Perhaps no other art form captures the spirit of the Early Medieval period better than the illuminated manuscripts the were created by the monks and religious scholars. Illuminated manuscripts are very important to us today because they can express the ideas and values of the Medieval society.
The manuscript I chose was created in Normandy in the city of Vellum. This manuscript was finished in 1180.
Until the advent of the Book of Hours in the fourteenth century the Psalter, a book with the texts of the hundred and fifty psalms, was the most important prayer book for ordinary people. This manuscript was elaborately decorated as it was commissioned by wealthy patrons. The amount of gold used in this particular illumination suggests that the patrons were willing to spend their money for religious purposes.
The manuscript contains twenty-six full-page drawings. The first twelve miniatures come from the Calendar. The next fourteen paintings describe the life of Christ.
In the actual text all the psalms are separated by fancy initial letters. Very often, in these initials you can find the scenes that describe the life of David. The most beautiful paintings in this manuscript are the full-page paintings from the calendar that replace the much smaller fancy first letters.

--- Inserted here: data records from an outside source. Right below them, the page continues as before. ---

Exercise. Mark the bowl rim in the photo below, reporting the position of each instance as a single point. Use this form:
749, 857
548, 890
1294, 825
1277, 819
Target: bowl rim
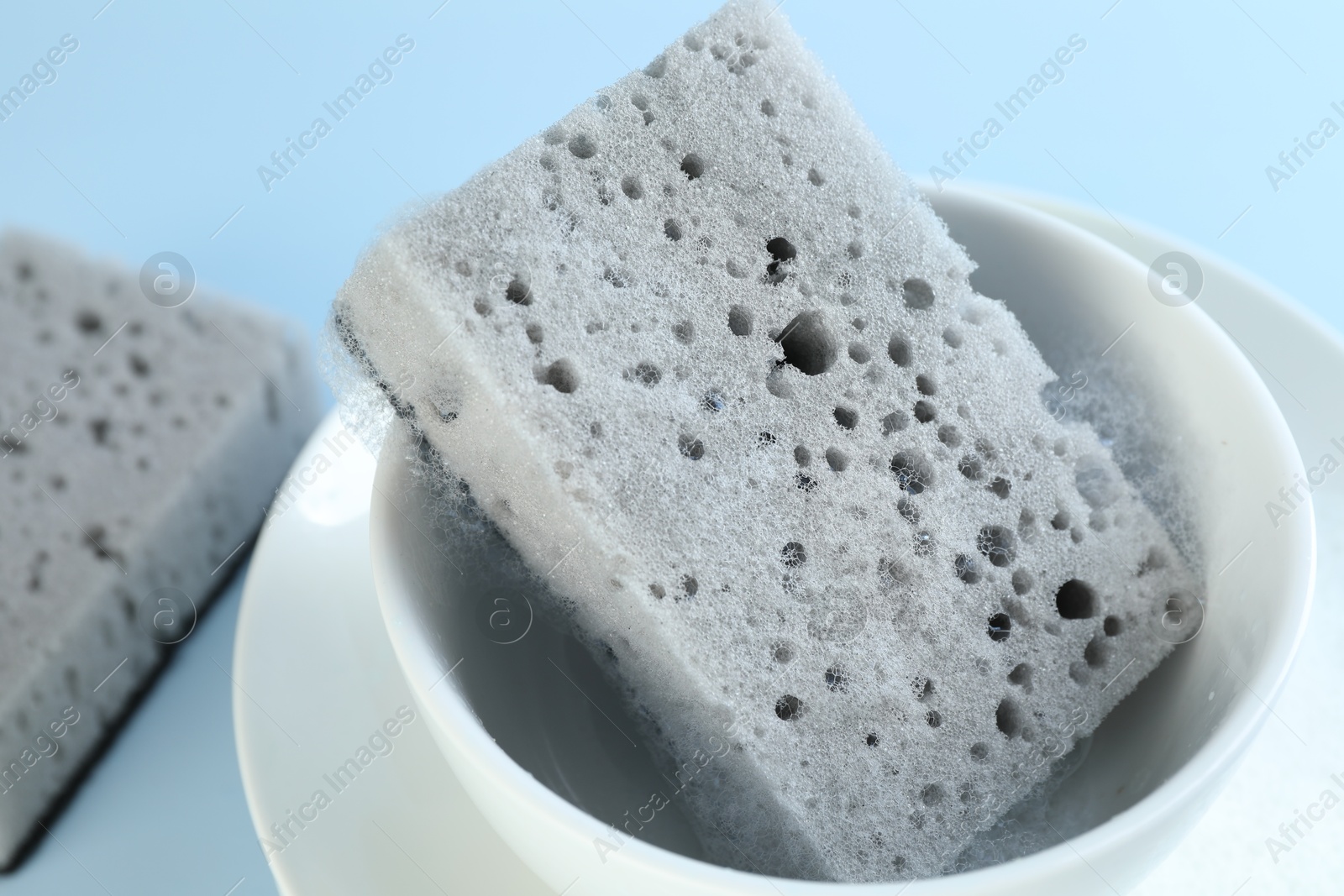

This particular painting is the picture of the month of May. This drawing is very bright and shiny. In this painting a knight on horseback rides out to go hawking. The hawker is covered with an expensive white fur. It suggests that the knight is very rich. It is a male horse and it has very small ears. The knight is shown at the moment of taking off the hawk's hood, a rarely depicted detail. It is not clear where the knight is located since the background is painted in plain gold.